Logo Questions Linux Laravel Mysql Ubuntu Git Menu
 

Google Firestore: Query on substring of a property value (text search)

I agree with @Kuba's answer, But still, it needs to add a small change to work perfectly for search by prefix. here what worked for me

For searching records starting with name queryText

collectionRef.where('name', '>=', queryText).where('name', '<=', queryText+ '\uf8ff').

The character \uf8ff used in the query is a very high code point in the Unicode range (it is a Private Usage Area [PUA] code). Because it is after most regular characters in Unicode, the query matches all values that start with queryText.


There's no such operator, allowed ones are ==, <, <=, >, >=.

You can filter by prefixes only, for example for everything that starts between bar and foo you can use

collectionRef.where('name', '>=', 'bar').where('name', '<=', 'foo')

You can use external service like Algolia or ElasticSearch for that.


While Kuba's answer is true as far as restrictions go, you can partially emulate this with a set-like structure:

{
  'terms': {
    'reebok': true,
    'mens': true,
    'tennis': true,
    'racket': true
  }
}

Now you can query with

collectionRef.where('terms.tennis', '==', true)

This works because Firestore will automatically create an index for every field. Unfortunately this doesn't work directly for compound queries because Firestore doesn't automatically create composite indexes.

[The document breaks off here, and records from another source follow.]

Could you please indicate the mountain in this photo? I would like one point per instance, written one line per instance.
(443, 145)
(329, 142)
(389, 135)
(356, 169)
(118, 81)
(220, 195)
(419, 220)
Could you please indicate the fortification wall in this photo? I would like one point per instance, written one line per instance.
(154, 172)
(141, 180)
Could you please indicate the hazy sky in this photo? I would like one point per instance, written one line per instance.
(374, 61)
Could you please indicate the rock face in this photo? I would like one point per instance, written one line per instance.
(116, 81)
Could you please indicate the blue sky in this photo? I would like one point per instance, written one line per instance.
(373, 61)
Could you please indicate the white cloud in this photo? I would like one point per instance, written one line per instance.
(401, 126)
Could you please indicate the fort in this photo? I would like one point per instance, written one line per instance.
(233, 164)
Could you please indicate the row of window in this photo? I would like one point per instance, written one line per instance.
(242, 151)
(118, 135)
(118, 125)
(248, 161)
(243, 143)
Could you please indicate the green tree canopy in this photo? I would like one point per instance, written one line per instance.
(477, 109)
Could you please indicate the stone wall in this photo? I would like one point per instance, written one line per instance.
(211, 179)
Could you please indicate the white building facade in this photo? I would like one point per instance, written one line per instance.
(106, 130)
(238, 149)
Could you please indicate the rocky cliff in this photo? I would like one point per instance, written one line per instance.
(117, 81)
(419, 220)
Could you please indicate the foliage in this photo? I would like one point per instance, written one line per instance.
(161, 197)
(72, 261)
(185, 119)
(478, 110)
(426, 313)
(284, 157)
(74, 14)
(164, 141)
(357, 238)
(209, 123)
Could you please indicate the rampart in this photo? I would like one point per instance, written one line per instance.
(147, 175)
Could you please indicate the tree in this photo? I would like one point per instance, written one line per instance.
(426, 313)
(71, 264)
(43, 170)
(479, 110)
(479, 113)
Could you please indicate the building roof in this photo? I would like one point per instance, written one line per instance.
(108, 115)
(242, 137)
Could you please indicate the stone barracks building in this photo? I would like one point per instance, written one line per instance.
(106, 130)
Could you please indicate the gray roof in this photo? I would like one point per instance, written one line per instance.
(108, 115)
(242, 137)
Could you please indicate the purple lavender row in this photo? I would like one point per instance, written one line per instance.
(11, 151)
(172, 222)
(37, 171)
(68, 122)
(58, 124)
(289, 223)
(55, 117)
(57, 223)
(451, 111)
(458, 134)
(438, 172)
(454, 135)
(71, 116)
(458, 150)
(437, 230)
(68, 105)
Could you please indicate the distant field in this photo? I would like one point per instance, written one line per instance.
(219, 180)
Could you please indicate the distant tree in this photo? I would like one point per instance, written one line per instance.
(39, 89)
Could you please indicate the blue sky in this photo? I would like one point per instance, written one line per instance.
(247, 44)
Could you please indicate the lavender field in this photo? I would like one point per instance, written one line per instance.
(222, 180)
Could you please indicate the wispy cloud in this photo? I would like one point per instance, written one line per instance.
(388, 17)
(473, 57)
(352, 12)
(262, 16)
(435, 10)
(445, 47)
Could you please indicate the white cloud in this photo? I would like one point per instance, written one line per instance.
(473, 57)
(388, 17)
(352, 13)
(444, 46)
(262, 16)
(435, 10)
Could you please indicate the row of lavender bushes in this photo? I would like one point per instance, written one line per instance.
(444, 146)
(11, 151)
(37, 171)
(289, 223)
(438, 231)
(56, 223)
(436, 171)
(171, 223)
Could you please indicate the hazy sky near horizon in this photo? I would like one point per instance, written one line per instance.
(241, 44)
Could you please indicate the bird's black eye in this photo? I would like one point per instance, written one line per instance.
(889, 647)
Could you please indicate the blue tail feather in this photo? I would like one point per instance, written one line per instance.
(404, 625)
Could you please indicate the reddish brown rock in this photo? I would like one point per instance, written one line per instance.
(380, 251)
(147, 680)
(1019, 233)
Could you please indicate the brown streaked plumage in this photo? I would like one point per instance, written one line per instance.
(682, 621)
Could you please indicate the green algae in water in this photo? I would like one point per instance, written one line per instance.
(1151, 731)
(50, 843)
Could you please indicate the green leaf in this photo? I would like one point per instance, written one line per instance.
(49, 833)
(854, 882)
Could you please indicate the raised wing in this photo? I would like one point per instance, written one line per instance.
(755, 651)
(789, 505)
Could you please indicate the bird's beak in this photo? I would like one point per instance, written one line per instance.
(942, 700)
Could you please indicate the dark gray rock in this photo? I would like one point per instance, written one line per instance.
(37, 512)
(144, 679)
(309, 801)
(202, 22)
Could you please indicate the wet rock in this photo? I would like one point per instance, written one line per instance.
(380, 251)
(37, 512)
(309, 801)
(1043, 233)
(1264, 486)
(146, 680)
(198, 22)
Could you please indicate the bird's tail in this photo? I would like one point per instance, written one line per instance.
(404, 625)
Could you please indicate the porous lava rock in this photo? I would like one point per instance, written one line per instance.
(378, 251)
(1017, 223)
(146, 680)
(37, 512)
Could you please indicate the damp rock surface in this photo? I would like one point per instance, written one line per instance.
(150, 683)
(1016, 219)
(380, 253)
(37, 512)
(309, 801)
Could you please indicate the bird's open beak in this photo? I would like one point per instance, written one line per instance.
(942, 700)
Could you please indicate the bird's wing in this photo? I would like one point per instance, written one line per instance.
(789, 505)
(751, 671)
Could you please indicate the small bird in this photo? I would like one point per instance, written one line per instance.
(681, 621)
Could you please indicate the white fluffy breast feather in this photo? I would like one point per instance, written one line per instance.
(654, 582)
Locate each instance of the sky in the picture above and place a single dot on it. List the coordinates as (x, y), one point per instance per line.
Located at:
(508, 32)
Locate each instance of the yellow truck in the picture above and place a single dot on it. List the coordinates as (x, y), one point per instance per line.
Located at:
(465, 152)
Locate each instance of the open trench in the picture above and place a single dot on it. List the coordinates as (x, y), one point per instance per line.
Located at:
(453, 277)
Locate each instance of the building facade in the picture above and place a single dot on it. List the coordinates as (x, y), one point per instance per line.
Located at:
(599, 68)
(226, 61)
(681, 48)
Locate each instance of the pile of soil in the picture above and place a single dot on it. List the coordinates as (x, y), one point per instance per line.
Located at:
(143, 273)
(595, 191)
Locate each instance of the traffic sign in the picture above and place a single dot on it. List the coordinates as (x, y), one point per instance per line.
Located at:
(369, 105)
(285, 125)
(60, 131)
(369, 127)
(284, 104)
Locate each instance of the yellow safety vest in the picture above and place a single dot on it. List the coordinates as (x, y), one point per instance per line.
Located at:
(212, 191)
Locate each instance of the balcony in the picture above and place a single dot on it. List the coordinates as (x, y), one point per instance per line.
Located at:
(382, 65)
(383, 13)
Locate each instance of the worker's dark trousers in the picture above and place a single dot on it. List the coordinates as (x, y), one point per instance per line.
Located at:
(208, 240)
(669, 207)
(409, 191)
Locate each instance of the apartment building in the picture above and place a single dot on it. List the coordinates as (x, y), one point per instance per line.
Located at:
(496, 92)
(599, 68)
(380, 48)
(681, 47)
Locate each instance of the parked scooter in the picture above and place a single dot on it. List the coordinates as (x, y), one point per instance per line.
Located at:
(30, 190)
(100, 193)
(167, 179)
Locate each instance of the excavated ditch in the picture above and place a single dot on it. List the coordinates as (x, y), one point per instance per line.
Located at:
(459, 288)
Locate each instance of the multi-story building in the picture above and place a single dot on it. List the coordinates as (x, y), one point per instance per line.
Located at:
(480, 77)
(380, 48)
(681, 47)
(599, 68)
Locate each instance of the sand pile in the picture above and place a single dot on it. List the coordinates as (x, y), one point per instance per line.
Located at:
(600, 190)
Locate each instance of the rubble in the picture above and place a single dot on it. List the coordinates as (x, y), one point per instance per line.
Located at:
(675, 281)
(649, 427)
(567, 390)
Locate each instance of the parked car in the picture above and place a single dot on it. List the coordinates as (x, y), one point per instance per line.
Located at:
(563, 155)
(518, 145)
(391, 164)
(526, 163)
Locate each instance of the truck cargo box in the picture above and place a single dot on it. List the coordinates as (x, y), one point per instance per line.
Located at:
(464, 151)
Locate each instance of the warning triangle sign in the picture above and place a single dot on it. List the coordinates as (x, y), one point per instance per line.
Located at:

You can still work around this by storing combinations of words but this gets ugly fast.

You're still probably better off with an outboard full text search.


While Firebase does not explicitly support searching for a term within a string,

Firebase does (now) support the following which will solve for your case and many others:

As of August 2018 they support array-contains query. See: https://firebase.googleblog.com/2018/08/better-arrays-in-cloud-firestore.html

You can now set all of your key terms into an array as a field then query for all documents that have an array that contains 'X'. You can use logical AND to make further comparisons for additional queries. (This is because firebase does not currently natively support compound queries for multiple array-contains queries so 'AND' sorting queries will have to be done on client end)

Using arrays in this style will allow them to be optimized for concurrent writes which is nice! Haven't tested that it supports batch requests (docs don't say) but I'd wager it does since its an official solution.


Usage:

collection("collectionPath").
    where("searchTermsArray", "array-contains", "term").get()

Full-Text Search, Relevant Search, and Trigram Search!

UPDATE - 2/17/21 - I created several new Full Text Search Options.

See Fireblog.io for details.


Also, side note, dgraph now has websockets for realtime... wow, never saw that coming, what a treat! Slash Dgraph - Amazing!


--Original Post--

A few notes here:

1.) \uf8ff works the same way as ~

2.) You can use a where clause or start end clauses:

ref.orderBy('title').startAt(term).endAt(term + '~');

is exactly the same as

ref.where('title', '>=', term).where('title', '<=', term + '~');

3.) No, it does not work if you reverse startAt() and endAt() in every combination, however, you can achieve the same result by creating a second search field that is reversed, and combining the results.

Example: First you have to save a reversed version of the field when the field is created. Something like this:

// collection
const postRef = db.collection('posts')

async function searchTitle(term) {

  // reverse term
  const termR = term.split("").reverse().join("");

  // define queries
  const titles = postRef.orderBy('title').startAt(term).endAt(term + '~').get();
  const titlesR = postRef.orderBy('titleRev').startAt(termR).endAt(termR + '~').get();

  // get queries
  const [titleSnap, titlesRSnap] = await Promise.all([
    titles,
    titlesR
  ]);
  return (titleSnap.docs).concat(titlesRSnap.docs);
}

With this, you can search the last letters of a string field and the first, just not random middle letters or groups of letters. This is closer to the desired result. However, this won't really help us when we want random middle letters or words. Also, remember to save everything lowercase, or a lowercase copy for searching, so case won't be an issue.

4.) If you have only a few words, Ken Tan's Method will do everything you want, or at least after you modify it slightly. However, with only a paragraph of text, you will exponentially create more than 1MB of data, which is bigger than firestore's document size limit (I know, I tested it).

5.) If you could combine array-contains (or some form of arrays) with the \uf8ff trick, you might could have a viable search that does not reach the limits. I tried every combination, even with maps, and a no go. Anyone figures this out, post it here.

6.) If you must get away from ALGOLIA and ELASTIC SEARCH, and I don't blame you at all, you could always use mySQL, postSQL, or neo4Js on Google Cloud. They are all 3 easy to set up, and they have free tiers. You would have one cloud function to save the data onCreate() and another onCall() function to search the data. Simple...ish. Why not just switch to mySQL then? The real-time data of course! When someone writes DGraph with websocks for real-time data, count me in!

Algolia and ElasticSearch were built to be search-only dbs, so there is nothing as quick... but you pay for it. Google, why do you lead us away from Google, and don't you follow MongoDB noSQL and allow searches?